21 Introduction
Chapter Outline
On November 7, 2012, the day after the presidential election, journalists found Mitt Romney’s transition website, detailing the Republican candidate’s plans for the upcoming inauguration celebration and criteria for Cabinet and White House appointees and leaving space for video of his acceptance speech.1 Yet, Romney had lost his bid for the White House. In fact, Romney’s campaign staff had been so sure he would win that he had not written a concession speech. How could they have been wrong? Romney’s staff blamed the campaign’s own polls. Believing Republican voters to be highly motivated, Romney pollsters had overestimated how many would turn out (Figure 6.1).2 The campaign’s polls showed Romney close to President Barack Obama, although non-campaign polls showed Obama ahead.3 On election night, Romney gave his hastily drafted concession speech, still unsure how he had lost.
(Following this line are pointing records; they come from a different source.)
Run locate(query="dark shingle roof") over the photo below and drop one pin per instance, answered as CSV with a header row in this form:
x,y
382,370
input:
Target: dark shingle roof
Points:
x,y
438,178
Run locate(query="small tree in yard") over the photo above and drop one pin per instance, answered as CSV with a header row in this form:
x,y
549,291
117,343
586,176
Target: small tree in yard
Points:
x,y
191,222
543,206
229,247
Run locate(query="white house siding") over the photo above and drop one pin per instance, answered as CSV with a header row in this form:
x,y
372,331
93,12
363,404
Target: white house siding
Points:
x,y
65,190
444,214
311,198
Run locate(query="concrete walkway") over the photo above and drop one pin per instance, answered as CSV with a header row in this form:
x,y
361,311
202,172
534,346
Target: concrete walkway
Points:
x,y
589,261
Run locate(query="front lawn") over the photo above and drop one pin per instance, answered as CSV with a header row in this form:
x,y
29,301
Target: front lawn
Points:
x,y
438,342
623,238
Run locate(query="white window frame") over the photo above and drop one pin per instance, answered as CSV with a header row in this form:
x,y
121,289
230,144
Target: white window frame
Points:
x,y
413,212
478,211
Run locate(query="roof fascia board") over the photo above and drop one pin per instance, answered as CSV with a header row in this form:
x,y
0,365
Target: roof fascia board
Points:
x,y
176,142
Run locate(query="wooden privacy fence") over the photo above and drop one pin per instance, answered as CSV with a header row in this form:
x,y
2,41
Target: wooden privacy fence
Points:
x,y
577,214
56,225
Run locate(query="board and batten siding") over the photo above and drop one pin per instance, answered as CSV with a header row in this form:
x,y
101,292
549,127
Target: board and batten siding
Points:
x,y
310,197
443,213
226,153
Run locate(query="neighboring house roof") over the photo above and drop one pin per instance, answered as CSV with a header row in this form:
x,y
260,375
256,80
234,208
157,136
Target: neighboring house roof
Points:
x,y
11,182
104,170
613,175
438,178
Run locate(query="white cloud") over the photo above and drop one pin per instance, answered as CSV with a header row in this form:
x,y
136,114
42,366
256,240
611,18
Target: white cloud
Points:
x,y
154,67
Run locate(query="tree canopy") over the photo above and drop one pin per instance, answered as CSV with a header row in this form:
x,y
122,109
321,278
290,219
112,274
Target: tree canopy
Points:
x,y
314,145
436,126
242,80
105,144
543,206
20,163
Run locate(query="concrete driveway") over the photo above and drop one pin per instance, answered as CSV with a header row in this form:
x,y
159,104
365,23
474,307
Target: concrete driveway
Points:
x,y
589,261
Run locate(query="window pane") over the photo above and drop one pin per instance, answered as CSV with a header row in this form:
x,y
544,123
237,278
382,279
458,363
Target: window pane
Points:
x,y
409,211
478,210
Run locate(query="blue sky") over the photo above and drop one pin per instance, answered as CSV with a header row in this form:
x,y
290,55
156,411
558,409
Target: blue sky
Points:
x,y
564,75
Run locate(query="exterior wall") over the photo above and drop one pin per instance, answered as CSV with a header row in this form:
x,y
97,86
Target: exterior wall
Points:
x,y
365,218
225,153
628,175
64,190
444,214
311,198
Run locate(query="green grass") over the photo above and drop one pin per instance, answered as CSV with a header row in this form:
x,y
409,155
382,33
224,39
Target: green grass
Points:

In the 2016 election, most polls showed Democratic nominee Hillary Clinton with an advantage nationwide and in the battleground states in the days leading up to the election. However, Republican nominee Donald Trump was elected president as many new voters joined the process, voters who were not studied in the polls as likely voters. As many a disappointed candidate knows, public opinion matters. The way opinions are formed and the way we measure public opinion also matter. But how much, and why? These are some of the questions we’ll explore in this chapter.